DULUTH, Ga.–(BUSINESS WIRE)–NCR Corporation (NYSE: NCR) today announced that it has entered into an agreement with Blackstone (NYSE: BX), under which Blackstone is granted an early release from its lockup to sell a portion of its holdings to allow it to recoup its investment, while at the same time extending the lockup period on the remainder of that investment. The transaction, which will increase NCR’s planned 2017 share repurchases, is expected to deliver value to NCR stockholders and further optimize the Company’s capital structure.

“Given that Blackstone’s lock-up period for its perpetual convertible preferred shares is set to expire in early June, and as our common stock is approaching the mandatory 2018 conversion price of $54 for those preferred shares, we recently engaged with Blackstone on options for their investment,” said NCR Chairman and CEO Bill Nuti. “In a win-win solution, we have agreed to provide Blackstone with an early release to sell 49% of its holdings, or approximately 14.4 million shares on an as converted basis.” As part of the transaction, Blackstone will convert 90,000 of their convertible preferred shares into approximately 3 million shares of common stock, and NCR will repurchase those shares as part of its ongoing buyback programs. Nuti added, “This transaction is more accretive to our stockholders than further open market purchases, eliminates the ongoing dividend costs on the preferred shares, is accretive to EPS, and reduces our financial leverage.”

“We are pleased to continue to partner with NCR and are absolutely committed to the ongoing success of the company. After this transaction, we will continue to own close to our original investment amount in the company, at over $720 million,” said Greg Blank, Managing Director, Private Equity, at Blackstone. “Given the strong partnership between Blackstone and NCR, Blackstone is extending the lockup on our remaining 51% stake by another six months to December 1, 2017, and we will continue to have two seats on the NCR Board of Directors.”

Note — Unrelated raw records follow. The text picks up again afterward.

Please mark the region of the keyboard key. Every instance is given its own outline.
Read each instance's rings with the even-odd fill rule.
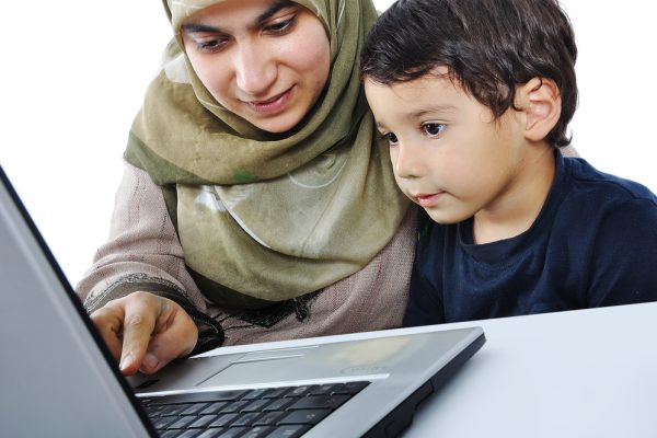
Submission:
[[[177,420],[177,417],[160,417],[160,418],[151,418],[151,423],[157,430],[165,429],[166,426]]]
[[[260,417],[258,419],[256,419],[253,425],[254,426],[267,426],[267,425],[275,425],[276,423],[278,423],[278,420],[280,418],[283,418],[284,415],[287,415],[287,412],[281,412],[281,411],[273,411],[273,412],[268,412],[265,415],[263,415],[262,417]]]
[[[223,415],[219,416],[216,420],[210,423],[208,426],[209,427],[226,427],[226,426],[230,425],[237,417],[238,417],[238,414],[223,414]]]
[[[335,410],[349,400],[348,395],[315,395],[299,399],[289,410]]]
[[[272,434],[267,435],[267,438],[298,438],[306,434],[309,428],[303,425],[278,426]]]
[[[227,403],[223,407],[221,407],[221,414],[232,414],[234,412],[242,412],[242,410],[251,403],[247,400]]]
[[[263,412],[265,406],[272,403],[272,399],[254,400],[244,406],[241,412]]]
[[[189,424],[193,423],[195,419],[196,419],[196,417],[191,417],[191,416],[177,417],[177,419],[175,422],[173,422],[172,424],[170,424],[166,428],[168,429],[186,429],[187,426],[189,426]]]
[[[217,435],[217,438],[241,437],[246,430],[245,427],[231,427],[230,429],[226,429],[221,435]]]
[[[209,403],[188,403],[188,407],[181,412],[181,415],[196,415],[208,405]]]
[[[285,411],[290,404],[295,403],[295,399],[278,399],[265,406],[263,411]]]
[[[217,415],[200,415],[195,417],[196,419],[189,424],[191,428],[203,429],[210,423],[217,419]]]
[[[244,435],[240,435],[240,438],[262,438],[267,437],[272,428],[269,426],[252,427]]]
[[[197,435],[195,438],[216,438],[223,434],[226,429],[207,429],[200,435]]]
[[[230,426],[251,426],[261,415],[260,412],[241,413]]]
[[[199,412],[199,414],[201,415],[206,415],[206,414],[219,414],[221,412],[221,408],[223,406],[226,406],[226,404],[229,402],[215,402],[215,403],[210,403],[208,405],[206,405],[206,407]]]
[[[326,415],[331,414],[328,410],[303,410],[292,411],[280,419],[279,424],[303,424],[315,425],[320,423]]]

Updating Guidance; EPS Effect

The Company is increasing full year non-GAAP EPS guidance by $0.02 due to the accretive nature of the transaction to $3.27 to $3.37, up from previous guidance of $3.25 to $3.35. The full year GAAP EPS is expected to be lower by approximately $0.10 and the first quarter GAAP EPS is expected to be lower by approximately $0.50 due to the one-time non-cash accounting impact of the redemption of the preferred shares. The Company does not expect this change to impact its first quarter non-GAAP EPS guidance, which is reaffirmed. Excluded from the full year and first quarter GAAP EPS guidance is the potential one-time accounting impact associated with the modification to the lock-up period. Therefore, the Company believes that a reconciliation of non-GAAP EPS to its most directly comparable GAAP financial measure, GAAP EPS, is not meaningful or available without unreasonable effort. All other previous guidance is reaffirmed.

Share Repurchase Programs

NCR has repurchased approximately 4.4 million shares of its common stock for approximately $204 million thus far in 2017 under its previously disclosed authorized share repurchase programs. As part of this transaction, NCR plans to increase its planned 2017 share repurchases to approximately $350 million from the previous $300 million.

Additionally, on March 12, 2017, the Company’s board of directors authorized a new $300 million share repurchase program to succeed its 2016 program, under which no availability will remain following the repurchase of shares from Blackstone. The timing and amount of any repurchases under the new program will depend upon market conditions. Repurchases under the new program may be made from time to time in the open market, private transactions, accelerated stock repurchase programs, issuer self-tenders or otherwise, and may be discontinued at any time.